O documento é tido como bússola orientadora, carta magna, raio X da instituição. Alguns educadores chegam a dizer que o PPP precisa estar sempre à mão dos gestores, para que tudo o que for pensado e colocado em prática esteja alinhado com o que diz o documento – ou provoque melhorias nele. Outros especialistas vão mais além, defendendo que trechos sejam exibidos nas paredes da escola, para que todos se apropriem dele no dia a dia.
O fato é que existem muitos lugares possíveis para o documento ficar. Ele só não pode ficar na gaveta ou esquecido em um arquivo do computador – ainda mais no início do ano, quando todas as escolas estão imersas em pensar o novo período letivo que se inicia. É hora de revitalizar o texto, rever o que foi escrito no ano anterior à luz da análise dos dados de avaliação, além de traçar um plano de ação.
“No momento em que estamos, no qual a recomposição das aprendizagens é o que precisa acontecer, se faz ainda mais necessário atualizá-lo, refletindo sobre a frequência dos estudantes no ano anterior e as aprendizagens conquistadas. Assim, é possível pensar em um plano para melhorar a assiduidade, por exemplo”, fala Sonia Guaraldo, coordenadora de implementação no Instituto Gesto.
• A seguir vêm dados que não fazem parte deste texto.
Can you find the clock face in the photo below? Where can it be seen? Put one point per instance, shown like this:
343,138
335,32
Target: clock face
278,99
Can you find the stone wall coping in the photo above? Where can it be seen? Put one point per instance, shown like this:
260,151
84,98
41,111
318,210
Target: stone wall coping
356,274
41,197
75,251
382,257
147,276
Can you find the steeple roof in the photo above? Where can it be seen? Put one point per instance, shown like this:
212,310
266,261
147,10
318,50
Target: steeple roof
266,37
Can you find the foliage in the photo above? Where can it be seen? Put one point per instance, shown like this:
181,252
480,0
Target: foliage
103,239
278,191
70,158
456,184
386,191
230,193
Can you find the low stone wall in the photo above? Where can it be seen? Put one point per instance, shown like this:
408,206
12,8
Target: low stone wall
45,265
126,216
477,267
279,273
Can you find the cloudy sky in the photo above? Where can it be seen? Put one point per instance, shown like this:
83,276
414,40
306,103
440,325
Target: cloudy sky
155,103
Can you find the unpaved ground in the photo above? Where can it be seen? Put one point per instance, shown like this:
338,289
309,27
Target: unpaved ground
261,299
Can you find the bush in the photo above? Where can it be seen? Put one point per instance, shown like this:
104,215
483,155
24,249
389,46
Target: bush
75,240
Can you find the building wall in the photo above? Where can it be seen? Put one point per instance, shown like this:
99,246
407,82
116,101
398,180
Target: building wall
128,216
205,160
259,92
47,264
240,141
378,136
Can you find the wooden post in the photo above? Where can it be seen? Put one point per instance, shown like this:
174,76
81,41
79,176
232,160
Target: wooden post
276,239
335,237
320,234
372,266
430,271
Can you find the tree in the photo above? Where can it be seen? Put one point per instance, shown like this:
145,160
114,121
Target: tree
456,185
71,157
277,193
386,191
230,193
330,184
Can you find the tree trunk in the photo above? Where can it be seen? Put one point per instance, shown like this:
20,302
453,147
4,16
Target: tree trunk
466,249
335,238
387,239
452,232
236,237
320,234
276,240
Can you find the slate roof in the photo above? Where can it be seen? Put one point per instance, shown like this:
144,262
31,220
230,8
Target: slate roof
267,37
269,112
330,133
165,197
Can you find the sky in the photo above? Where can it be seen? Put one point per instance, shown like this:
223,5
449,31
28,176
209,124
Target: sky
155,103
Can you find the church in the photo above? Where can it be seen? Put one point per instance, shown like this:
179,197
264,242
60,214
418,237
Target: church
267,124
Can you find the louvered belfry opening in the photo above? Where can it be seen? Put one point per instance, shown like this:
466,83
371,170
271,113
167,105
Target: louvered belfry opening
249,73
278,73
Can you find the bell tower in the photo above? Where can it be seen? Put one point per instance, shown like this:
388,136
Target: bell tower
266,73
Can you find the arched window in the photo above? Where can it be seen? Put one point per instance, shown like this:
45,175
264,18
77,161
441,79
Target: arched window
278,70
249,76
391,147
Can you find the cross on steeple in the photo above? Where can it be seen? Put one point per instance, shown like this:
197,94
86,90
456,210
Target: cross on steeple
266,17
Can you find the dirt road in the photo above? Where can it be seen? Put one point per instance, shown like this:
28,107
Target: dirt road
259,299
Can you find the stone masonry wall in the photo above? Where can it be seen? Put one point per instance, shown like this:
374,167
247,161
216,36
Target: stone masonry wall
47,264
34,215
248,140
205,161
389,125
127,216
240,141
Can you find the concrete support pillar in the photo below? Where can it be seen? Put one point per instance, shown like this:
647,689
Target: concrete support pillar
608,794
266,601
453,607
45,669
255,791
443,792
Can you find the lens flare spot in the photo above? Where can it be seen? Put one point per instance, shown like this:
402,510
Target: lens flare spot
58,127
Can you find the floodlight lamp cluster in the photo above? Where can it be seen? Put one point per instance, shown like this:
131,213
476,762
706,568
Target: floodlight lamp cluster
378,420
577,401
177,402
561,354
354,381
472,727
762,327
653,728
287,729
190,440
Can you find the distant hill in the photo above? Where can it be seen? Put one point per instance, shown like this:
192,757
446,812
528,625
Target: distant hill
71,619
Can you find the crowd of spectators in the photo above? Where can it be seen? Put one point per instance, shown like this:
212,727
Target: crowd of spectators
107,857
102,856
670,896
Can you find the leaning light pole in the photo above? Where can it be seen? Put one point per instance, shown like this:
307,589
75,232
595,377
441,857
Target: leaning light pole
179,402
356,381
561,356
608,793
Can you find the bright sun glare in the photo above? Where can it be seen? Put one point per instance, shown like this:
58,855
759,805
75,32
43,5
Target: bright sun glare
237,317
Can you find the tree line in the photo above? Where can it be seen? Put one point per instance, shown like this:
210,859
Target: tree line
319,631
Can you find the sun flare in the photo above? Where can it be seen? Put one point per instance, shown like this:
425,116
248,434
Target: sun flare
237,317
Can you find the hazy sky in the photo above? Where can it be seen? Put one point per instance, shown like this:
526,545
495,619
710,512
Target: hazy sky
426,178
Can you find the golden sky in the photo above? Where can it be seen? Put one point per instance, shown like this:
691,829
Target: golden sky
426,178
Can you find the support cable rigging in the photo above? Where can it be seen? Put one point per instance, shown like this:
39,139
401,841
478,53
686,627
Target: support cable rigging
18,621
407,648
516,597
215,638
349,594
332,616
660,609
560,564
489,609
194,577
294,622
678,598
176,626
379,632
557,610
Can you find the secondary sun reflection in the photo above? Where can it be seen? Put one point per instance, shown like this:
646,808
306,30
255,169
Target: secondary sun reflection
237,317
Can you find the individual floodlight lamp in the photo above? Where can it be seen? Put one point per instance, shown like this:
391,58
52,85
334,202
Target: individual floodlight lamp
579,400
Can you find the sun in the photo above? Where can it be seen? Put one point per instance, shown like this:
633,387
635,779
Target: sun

PPP, um documento único e intransferível
Atualizar o Projeto Político Pedagógico da escola não pode significar fazer uma releitura do currículo municipal ou estadual. Esses textos devem ser consultados para nortear algumas partes, mas não copiados. Outra inconsistência é se apropriar de trechos de projetos de outras escolas.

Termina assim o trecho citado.